Manhattan Chaos, dans l’ombre de Miles Davis

Entre les 13 et 14 juillet 1977, New York a subi une panne d’électricité qui libéra les ombres. A part le quartier du Queens, toute la ville fut plongée dans le noir complet, et ce fut le plus grand pillage qui soit : 4000 personnes arrêtées et pour plus de 150 millions de dollars de perte pour les commerçants. Cet été là, David Berkovitz, alias Le fils de Sam (1), l’un des tueurs en série emblématiques de l’Amérique, sévissait dans les rues… Et c’est dans cette atmosphère particulièrement chargée que commence Manhattan Chaos de Michaël Mention, alors Miles Davis est aux prises avec ses propres démons…

Une nuit en enfer

En manque, le génial trompettiste de jazz sort enfin de son immense appartement où il végétait depuis deux mois. Il sort pour acheter sa came, direction Central Park, l’immense dépotoir. Supermarché de la défonce à ciel ouvert. Il y rencontre un bien étrange dealer à l’offre surdimensionnée. Sa came était-elle démoniaque ou trop coupée ? Toujours est-il que Miles Davis repart vers son appartement, mais le retour est très compliqué. C’est un véritable bad trip où tout ce qui l’a fondé dans sa musique même se présente à lui dans une succession de détours temporels d’abord déroutants, puis vraiment magiques.

black power

Retrouvant ce qui avait fait le sel de son roman Power (2), Michael Mention se sert de son personnage pour traverser une certaine histoire de l’Amérique : celle des afro-américains et de leur combat pour leur émancipation. Ainsi, on croise aussi bien les Black Panthers que le Ku Klux Klan, des ségrégationnistes, des petites frappes, et le tueur au calibre .44 fils de Sam, comme si cette nuit de chaos avait fait ressurgir tous les démons. Comme si l’année 1977 focalisaient toutes les tensions qui avaient construites l’Amérique.

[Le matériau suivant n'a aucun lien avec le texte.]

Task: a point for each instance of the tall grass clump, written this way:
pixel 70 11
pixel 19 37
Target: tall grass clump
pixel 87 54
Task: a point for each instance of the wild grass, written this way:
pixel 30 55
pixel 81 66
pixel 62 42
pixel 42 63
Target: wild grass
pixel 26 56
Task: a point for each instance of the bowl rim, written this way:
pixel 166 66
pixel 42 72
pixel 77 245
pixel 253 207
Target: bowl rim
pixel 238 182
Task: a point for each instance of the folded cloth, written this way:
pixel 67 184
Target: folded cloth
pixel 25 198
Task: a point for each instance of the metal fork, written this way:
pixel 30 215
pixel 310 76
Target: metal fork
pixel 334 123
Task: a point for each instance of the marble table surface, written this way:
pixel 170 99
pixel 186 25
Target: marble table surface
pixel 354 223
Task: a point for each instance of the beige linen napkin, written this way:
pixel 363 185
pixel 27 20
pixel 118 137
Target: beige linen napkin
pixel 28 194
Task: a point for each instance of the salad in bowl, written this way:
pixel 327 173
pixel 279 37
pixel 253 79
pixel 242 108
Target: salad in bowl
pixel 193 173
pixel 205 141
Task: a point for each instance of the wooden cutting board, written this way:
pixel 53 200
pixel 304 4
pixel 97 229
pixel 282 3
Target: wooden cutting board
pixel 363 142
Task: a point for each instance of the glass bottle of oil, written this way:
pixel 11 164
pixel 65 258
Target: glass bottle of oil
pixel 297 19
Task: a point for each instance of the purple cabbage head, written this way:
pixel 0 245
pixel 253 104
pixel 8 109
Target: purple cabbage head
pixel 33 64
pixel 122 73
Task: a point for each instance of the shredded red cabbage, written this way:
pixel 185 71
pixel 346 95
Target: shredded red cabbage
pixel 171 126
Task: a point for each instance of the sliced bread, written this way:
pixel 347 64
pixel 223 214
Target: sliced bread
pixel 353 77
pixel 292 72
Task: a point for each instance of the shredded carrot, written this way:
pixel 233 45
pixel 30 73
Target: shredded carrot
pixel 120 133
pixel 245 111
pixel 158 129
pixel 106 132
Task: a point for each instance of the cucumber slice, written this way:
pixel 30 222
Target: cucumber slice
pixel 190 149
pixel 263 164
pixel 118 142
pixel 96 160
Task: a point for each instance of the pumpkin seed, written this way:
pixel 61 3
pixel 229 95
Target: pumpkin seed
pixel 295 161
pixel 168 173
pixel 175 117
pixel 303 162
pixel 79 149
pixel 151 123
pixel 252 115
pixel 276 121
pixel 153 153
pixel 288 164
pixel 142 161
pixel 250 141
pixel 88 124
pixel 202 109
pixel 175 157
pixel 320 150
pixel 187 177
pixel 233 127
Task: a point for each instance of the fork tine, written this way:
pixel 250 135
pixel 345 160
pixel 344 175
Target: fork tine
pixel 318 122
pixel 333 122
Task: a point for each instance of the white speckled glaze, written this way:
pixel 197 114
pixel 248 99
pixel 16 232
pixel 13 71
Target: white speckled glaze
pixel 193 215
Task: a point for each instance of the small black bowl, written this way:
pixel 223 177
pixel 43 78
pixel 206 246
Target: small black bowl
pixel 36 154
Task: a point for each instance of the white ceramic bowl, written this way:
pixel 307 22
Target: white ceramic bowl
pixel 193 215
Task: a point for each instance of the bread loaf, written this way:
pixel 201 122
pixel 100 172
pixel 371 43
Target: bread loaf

La vie est si chiante… si tu ne la secoues pas, il ne s’y passe rien. C’est pour ça que j’ai autant expérimenté, jusqu’à ce que ça me dépasse. »

S’il s’agit d’abord d’une fiction, bien que fondée sur une lecture précise de la biographie et de la discographie du génial jazzman, Manhattan Chaos est aussi le sombre et magnifique portrait d’une ville, d’un homme, d’une époque et d’une ambiance. Un voyage d’une force rare car le rythme fou, le style prenant, l’invention et les faits réelles se mêlent pour le seul bien du lecteur !

Loïc Di Stefano

Michaël Mention, Manhattan chaos, 10/18, mars 2019, 216 pages, 7,10 eur

(1) Auquel Michaël Mention a déjà consacré un roman, Fils de Sam (Ring, 2014).